Mi horario de trabajo varía cada semana.
直訳:私の仕事の時間割は毎週変動する。
意訳:私の勤務時間は毎週変わります。
2. 変化をつける、多様にする
同一のパターンに終始するのではなく、意識的にバリエーションを持たせる、あるいは内容を多彩にすることを表す他動詞の用法です。目的語を伴います。
Tienes que variar tu dieta para estar sano.
直訳:君は健康であるために君の食事に変化をつけなければならない。
意訳:健康のために食生活に変化をつけなければなりません。
El profesor varía las actividades en clase.

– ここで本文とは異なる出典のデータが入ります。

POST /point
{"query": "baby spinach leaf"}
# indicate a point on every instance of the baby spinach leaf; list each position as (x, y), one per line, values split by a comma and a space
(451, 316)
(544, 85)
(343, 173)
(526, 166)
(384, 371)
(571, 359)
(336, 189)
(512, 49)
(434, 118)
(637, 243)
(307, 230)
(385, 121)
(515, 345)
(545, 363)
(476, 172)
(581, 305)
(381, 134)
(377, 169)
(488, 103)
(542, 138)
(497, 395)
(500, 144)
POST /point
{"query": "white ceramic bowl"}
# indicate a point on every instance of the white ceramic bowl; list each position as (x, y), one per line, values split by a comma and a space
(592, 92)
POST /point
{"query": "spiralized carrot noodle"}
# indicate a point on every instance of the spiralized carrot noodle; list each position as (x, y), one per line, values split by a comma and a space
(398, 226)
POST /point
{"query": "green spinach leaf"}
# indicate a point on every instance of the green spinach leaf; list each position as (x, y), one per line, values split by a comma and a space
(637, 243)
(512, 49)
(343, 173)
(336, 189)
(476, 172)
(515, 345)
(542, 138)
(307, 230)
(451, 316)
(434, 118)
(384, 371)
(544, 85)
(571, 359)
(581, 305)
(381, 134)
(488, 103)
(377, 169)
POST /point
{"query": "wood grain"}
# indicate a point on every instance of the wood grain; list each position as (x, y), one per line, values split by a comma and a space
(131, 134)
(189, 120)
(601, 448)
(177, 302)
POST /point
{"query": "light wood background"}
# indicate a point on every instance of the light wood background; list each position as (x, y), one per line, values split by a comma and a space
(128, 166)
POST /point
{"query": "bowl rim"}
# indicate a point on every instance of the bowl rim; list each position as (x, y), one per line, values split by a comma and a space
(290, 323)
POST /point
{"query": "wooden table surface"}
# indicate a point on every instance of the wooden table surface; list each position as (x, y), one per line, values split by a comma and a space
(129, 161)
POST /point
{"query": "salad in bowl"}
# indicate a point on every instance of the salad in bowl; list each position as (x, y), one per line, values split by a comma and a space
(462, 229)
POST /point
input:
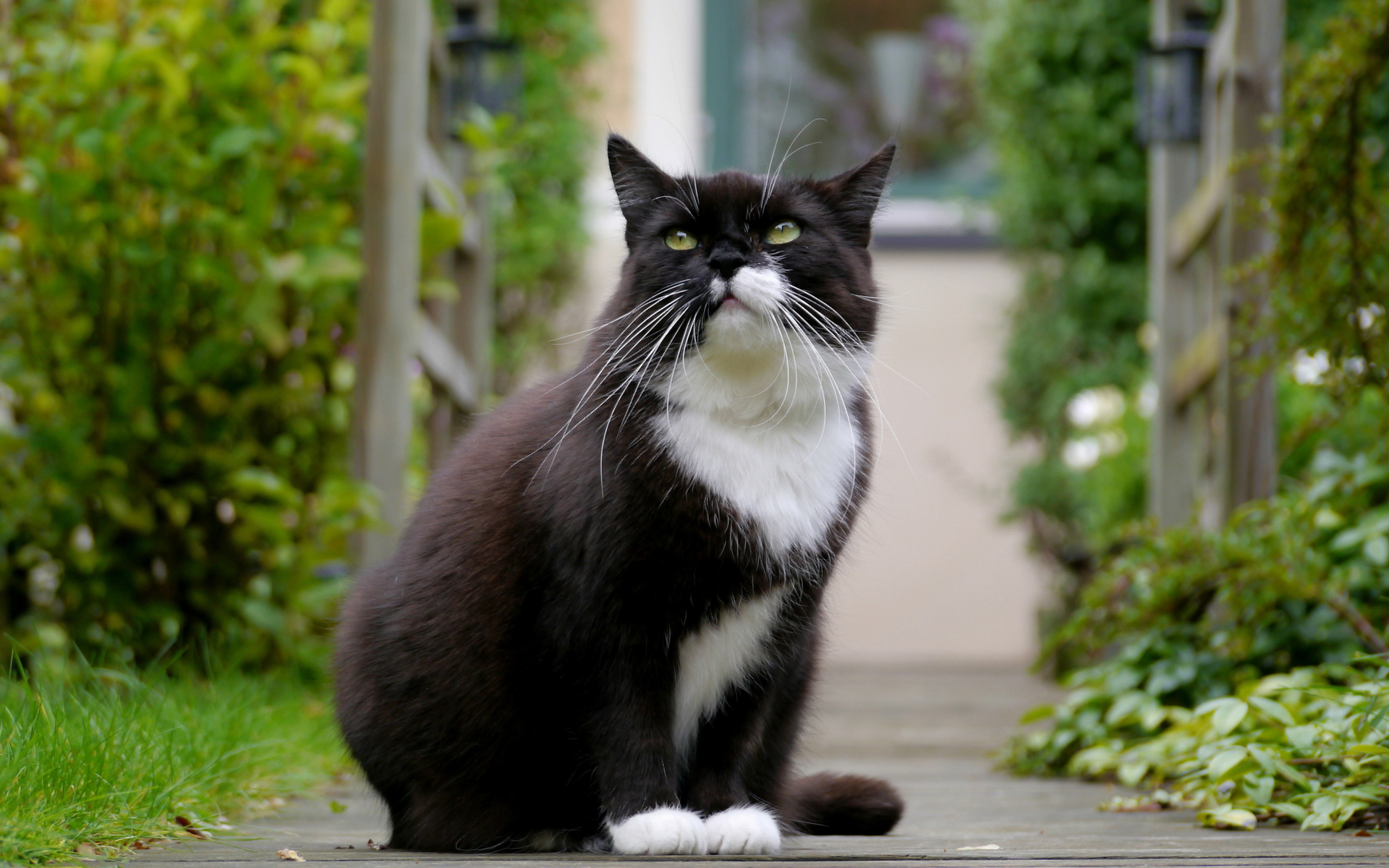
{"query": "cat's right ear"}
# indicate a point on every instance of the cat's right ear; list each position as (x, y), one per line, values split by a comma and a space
(637, 179)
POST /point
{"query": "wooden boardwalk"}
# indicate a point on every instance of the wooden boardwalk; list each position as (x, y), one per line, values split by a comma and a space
(930, 732)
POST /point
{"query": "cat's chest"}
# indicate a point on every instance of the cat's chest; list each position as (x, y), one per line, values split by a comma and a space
(789, 480)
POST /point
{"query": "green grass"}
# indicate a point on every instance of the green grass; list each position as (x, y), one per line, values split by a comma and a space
(109, 759)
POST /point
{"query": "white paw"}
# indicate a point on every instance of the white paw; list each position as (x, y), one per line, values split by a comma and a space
(659, 833)
(744, 831)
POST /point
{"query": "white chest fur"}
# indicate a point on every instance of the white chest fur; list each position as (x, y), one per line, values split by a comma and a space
(760, 416)
(717, 658)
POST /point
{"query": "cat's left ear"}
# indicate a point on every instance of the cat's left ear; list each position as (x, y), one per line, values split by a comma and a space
(854, 193)
(637, 179)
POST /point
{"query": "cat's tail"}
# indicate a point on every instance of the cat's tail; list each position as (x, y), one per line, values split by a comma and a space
(841, 804)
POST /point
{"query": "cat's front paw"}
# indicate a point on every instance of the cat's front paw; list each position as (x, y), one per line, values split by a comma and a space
(747, 830)
(660, 833)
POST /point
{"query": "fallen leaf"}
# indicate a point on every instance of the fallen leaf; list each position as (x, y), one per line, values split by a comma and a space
(188, 827)
(1224, 817)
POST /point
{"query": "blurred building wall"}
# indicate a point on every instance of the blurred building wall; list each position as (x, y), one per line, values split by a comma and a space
(931, 573)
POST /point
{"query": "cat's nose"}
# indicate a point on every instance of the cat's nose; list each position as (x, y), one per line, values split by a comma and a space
(727, 259)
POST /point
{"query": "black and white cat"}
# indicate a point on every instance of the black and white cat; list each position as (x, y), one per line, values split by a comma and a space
(600, 626)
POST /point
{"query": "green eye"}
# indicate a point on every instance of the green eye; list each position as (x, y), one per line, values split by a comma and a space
(782, 232)
(679, 239)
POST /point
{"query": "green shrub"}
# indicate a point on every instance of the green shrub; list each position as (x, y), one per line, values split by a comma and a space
(110, 757)
(543, 158)
(1228, 667)
(1056, 81)
(178, 258)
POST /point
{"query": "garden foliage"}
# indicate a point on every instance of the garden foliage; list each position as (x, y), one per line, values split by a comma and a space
(109, 759)
(543, 161)
(178, 259)
(1058, 87)
(178, 264)
(1242, 670)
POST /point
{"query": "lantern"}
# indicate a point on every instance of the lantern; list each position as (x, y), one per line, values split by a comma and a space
(1170, 90)
(485, 69)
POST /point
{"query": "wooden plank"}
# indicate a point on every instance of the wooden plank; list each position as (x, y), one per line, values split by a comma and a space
(1198, 365)
(391, 253)
(1220, 53)
(1198, 217)
(445, 365)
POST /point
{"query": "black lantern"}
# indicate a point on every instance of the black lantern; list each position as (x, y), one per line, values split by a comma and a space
(486, 69)
(1170, 90)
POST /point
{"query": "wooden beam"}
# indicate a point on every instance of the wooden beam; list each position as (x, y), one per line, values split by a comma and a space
(1220, 52)
(1198, 217)
(391, 252)
(1198, 365)
(446, 367)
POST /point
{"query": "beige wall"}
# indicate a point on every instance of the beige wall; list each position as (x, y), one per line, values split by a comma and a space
(931, 574)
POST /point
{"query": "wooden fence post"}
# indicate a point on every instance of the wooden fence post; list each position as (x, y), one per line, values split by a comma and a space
(1173, 171)
(415, 160)
(1213, 443)
(391, 250)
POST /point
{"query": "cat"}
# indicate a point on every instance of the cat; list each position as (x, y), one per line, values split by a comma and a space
(600, 626)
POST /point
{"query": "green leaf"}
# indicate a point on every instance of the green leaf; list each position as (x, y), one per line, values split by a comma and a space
(1369, 749)
(1296, 812)
(1377, 550)
(1228, 715)
(1228, 818)
(1224, 762)
(1273, 710)
(237, 142)
(1303, 736)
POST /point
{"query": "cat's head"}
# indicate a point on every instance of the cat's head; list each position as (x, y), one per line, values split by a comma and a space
(747, 273)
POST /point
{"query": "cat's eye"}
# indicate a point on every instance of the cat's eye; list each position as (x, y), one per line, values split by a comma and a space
(782, 232)
(681, 239)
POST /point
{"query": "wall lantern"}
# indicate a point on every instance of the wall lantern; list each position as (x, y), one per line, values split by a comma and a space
(1170, 90)
(485, 69)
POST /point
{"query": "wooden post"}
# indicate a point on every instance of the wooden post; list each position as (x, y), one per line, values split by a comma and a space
(1173, 171)
(391, 252)
(1213, 443)
(462, 328)
(1253, 90)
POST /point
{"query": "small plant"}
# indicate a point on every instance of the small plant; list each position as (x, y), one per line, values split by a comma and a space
(178, 260)
(107, 759)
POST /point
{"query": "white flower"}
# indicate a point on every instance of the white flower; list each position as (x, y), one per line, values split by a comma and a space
(1099, 406)
(1309, 368)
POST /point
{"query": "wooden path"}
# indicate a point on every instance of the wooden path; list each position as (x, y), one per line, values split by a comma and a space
(928, 731)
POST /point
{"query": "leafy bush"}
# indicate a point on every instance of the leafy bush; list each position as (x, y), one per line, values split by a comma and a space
(1058, 88)
(1333, 255)
(1228, 667)
(539, 175)
(110, 757)
(178, 255)
(1304, 746)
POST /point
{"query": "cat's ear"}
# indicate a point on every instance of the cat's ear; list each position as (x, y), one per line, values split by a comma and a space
(637, 179)
(854, 193)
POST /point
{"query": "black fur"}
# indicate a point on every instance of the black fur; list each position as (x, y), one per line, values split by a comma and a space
(510, 668)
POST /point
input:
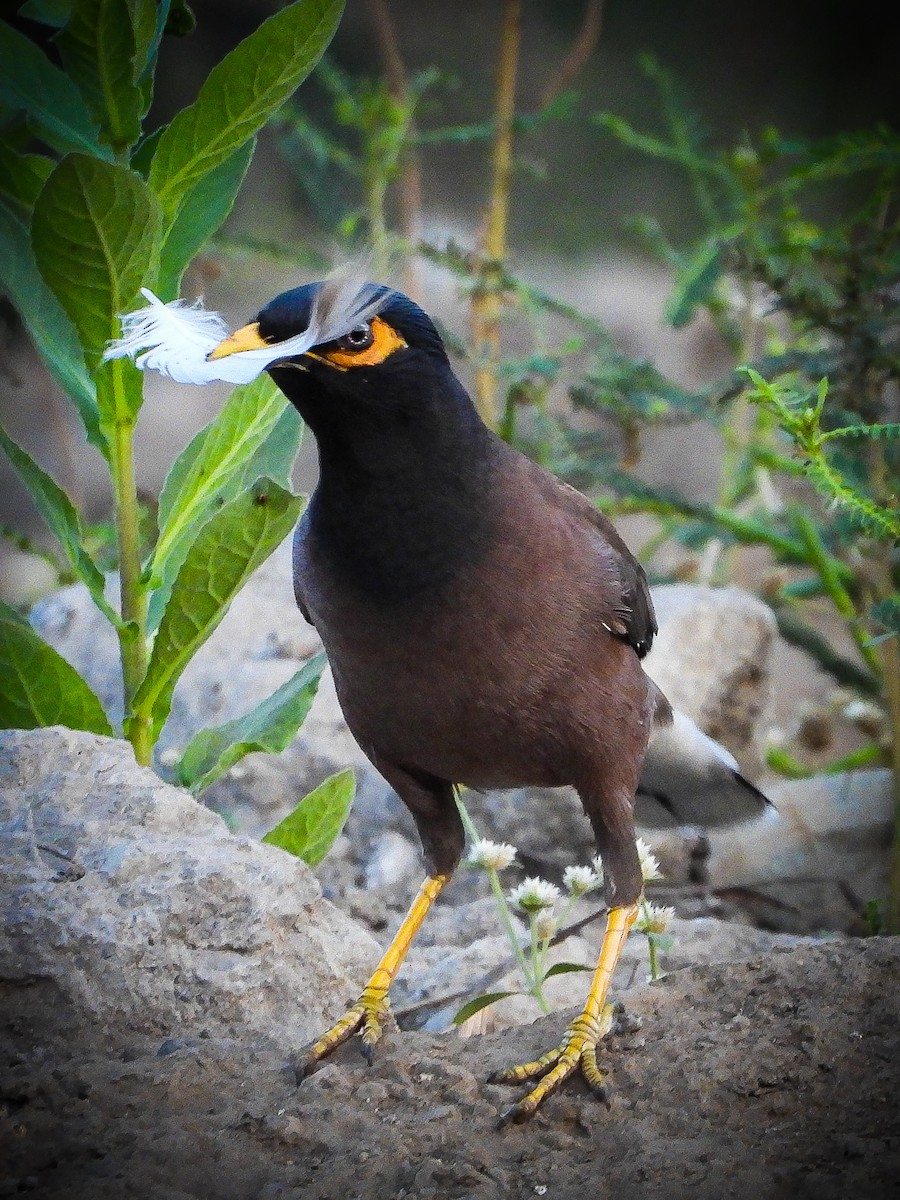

直訳:その教授はクラス内のそれらの活動を多様にする。
意訳:先生は授業のアクティビティに多様性を持たせます。
Trato de variar los temas de conversación con ella.
直訳:私は彼女との会話のテーマに変化をつけることを試みる。
意訳:彼女との会話のテーマを変えるよう努めています。
variar を使った熟語・慣用句
特定の表現が定型句として固定化され、日常会話で独自のニュアンスを持つ場合があります。variar を含む代表的なイディオムを解説します。
para variar
前置詞 para を伴う para variar は、文字通りには「変化をつけるために」という意味になりますが、実際の日常会話では、逆説的な皮肉を込めて「いつも通り」「相変わらず」という意味で使われる場合もあります。期待を裏切らないネガティブな状況に対して、あきれたニュアンスを添える機能を持っています。
Para variar, el bus llegó tarde.
直訳:変化をつけるために、そのバスは遅れて到着した。
意訳:相変わらず、バスは遅れて到着した。
Hoy también está lloviendo, para variar.
直訳:今日もまた雨が降っている、変化をつけるために。
意訳:いつも通り、今日も雨が降っている。
Olvidé la llave en casa, para variar.
直訳:私は変化をつけるために、家に鍵を忘れた。
意訳:相変わらず、家に鍵を忘れてしまった。
類義語 cambiar との違い・使い分け
学習者が混同しやすい動詞 cambiar との違いについて比較します。
- cambiar は「代替・交換」のイメージ。ある対象を別の対象へと置き換える行為などを指すことが多いです。例えば、乗車する電車を別の路線に変える、古い通貨を新しい通貨に両替する、といった場面では cambiar が適しています。
- variar は「変様・多様化」のイメージ。対象の存在そのものは維持したまま、その内実の数値や構成要素に揺らぎを持たせる、あるいは選択肢を増やすといった場面で使われます。勤務時間が変わる場合、仕事自体を辞めて別の仕事にするのではなく、同じ仕事の枠内で時間帯が変動するため variar が適しています。
料理の場面で例えると、メニュー自体を別皿に差し替える行為は cambiar となり、同一の料理の中で味付けや具材に変化を持たせる行為は variar と表現されます。
まとめ
スペイン語の動詞 variar の特徴を以下にまとめます。
- 活用は ar 動詞の規則パターンに準ずるが、現在形などで語幹の i にアクセント記号(ティルデ)を必要とする箇所がある。
- コアイメージは「一定の枠組み内での状態の変動・多様化」であり、価格や天気の変動、内容にバリエーションを出す際に用いられる。
- 別のものへ置き換える cambiar とはニュアンスが異なり、枠組みの維持(variar)か交換(cambiar)かで使い分けられることが多い。
- 熟語 para variar は、口語において「相変わらず」「いつも通り」という皮肉を込めた表現としてよく使用される。